Effect of Ni and Al doping on structural, optical, and CO2 gas sensing properties of 1D ZnO nanorods produced by hydrothermal method


Bulut F., Ozturk O., ACAR S., Yildirim G.

MICROSCOPY RESEARCH AND TECHNIQUE, vol.85, no.4, pp.1502-1517, 2022 (SCI-Expanded) identifier identifier identifier

  • Publication Type: Article / Article
  • Volume: 85 Issue: 4
  • Publication Date: 2022
  • Doi Number: 10.1002/jemt.24013
  • Journal Name: MICROSCOPY RESEARCH AND TECHNIQUE
  • Journal Indexes: Science Citation Index Expanded (SCI-EXPANDED), Scopus, Aerospace Database, Aquatic Science & Fisheries Abstracts (ASFA), Biotechnology Research Abstracts, CAB Abstracts, Communication Abstracts, EMBASE, MEDLINE, Metadex, Veterinary Science Database, Civil Engineering Abstracts
  • Page Numbers: pp.1502-1517
  • Keywords: aluminum doped, CO2 gas sensing, hydrothermal, nickel doped, zinc oxide nanorod, THIN-FILMS, SOL-GEL, ZINC-OXIDE, ANNEALING TEMPERATURE, MAGNETIC-PROPERTIES, SENSOR, PERFORMANCE, GROWTH, MICROSTRUCTURE, EFFICIENCY
  • Gazi University Affiliated: Yes

Abstract

In the present study, the one-dimensional ZnO nanorod structures are produced within the different nickel and aluminum molecular weight ratios of 0-7% using the hydrothermal method.
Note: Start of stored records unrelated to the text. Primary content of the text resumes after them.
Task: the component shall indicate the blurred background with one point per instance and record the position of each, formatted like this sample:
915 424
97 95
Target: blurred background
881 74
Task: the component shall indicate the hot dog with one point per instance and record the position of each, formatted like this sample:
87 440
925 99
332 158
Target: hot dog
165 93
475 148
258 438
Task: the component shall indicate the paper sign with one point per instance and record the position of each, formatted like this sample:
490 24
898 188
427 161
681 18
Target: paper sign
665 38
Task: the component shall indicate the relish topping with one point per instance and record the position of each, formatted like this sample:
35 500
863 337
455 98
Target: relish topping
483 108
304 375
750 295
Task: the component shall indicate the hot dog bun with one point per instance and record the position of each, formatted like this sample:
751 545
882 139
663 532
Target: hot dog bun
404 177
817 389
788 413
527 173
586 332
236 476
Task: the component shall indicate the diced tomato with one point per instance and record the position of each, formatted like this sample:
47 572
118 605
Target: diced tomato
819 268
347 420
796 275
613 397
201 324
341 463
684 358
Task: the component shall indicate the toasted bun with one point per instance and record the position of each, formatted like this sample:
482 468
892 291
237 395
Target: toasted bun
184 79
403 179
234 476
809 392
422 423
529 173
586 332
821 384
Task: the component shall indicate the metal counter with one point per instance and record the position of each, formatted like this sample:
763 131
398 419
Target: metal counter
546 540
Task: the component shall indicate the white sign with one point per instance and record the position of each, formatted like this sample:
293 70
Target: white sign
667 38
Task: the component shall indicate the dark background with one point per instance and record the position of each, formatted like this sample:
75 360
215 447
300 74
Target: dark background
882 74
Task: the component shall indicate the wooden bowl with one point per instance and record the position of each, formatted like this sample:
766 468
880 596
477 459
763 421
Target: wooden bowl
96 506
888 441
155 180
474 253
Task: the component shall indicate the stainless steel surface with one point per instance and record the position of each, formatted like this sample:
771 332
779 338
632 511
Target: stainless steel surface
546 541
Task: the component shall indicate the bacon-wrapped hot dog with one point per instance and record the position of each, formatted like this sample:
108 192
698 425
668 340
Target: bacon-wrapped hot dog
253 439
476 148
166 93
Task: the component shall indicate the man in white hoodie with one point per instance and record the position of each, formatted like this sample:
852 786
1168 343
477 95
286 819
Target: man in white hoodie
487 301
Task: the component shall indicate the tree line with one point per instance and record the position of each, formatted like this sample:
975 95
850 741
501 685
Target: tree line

It is found that the aluminum (Al) and nickel (Ni) impurities with different ionic radius, chemical valence, and electron configurations of outer shell cause to vary the fundamental characteristic features including the crystallinity quality, crystallite size, surface morphology, nanorod diameter, optical absorbance, energy band gap, resistance, gas response, and gas sensing properties. The structural analyses performed by powder X-ray diffraction (XRD) and scanning electron microscopy (SEM) indicate that the samples are found to crystallize in the hexagonal wurtzite structure. The presence of optimum nickel and aluminum in the crystal system improves considerably the crystallinity quality and surface morphology. Additionally, the combination of electron dispersive X-ray (EDX) and XRD results declare that the Ni and Al impurities incorporate successfully into the ZnO crystal structure. Moreover, the diameters of nanorod structures in 1D orientation are determined to be 80 nm or below. The hexagonal wurtzite-type ZnO nanorod structure prepared by 5% Ni has more space between the nanorods and thus presents higher response to the CO2 detection. Further, the optical absorbance spectra display that the band gap value is observed to decrease regularly with the increment in the doping level as a result of band shrinkage effect depending on the enhancement of mobile hole carrier concentrations in the crystal structure. In other words, the doping mechanism leads to vary the homogeneities in the interfacial charges, nanorod diameters, ZnO oxide layer composition and thickness. The last test conducted in this study is responsible for the determination of CO2 gas sensing levels. The obtained gas sensing results are further compared with each other and literature findings. It is observed that 5% Ni-doped sample provides more successful results than other samples in the sensing CO2 gas at the different concentrations. All in all, the paper establishing a strong methodology between doping mechanism and change in the fundamental characteristic features of hexagonal wurtzite-type ZnO with the aid of advanced microscopy techniques will become pioneering research to answer key questions in materials sciences and electronic research.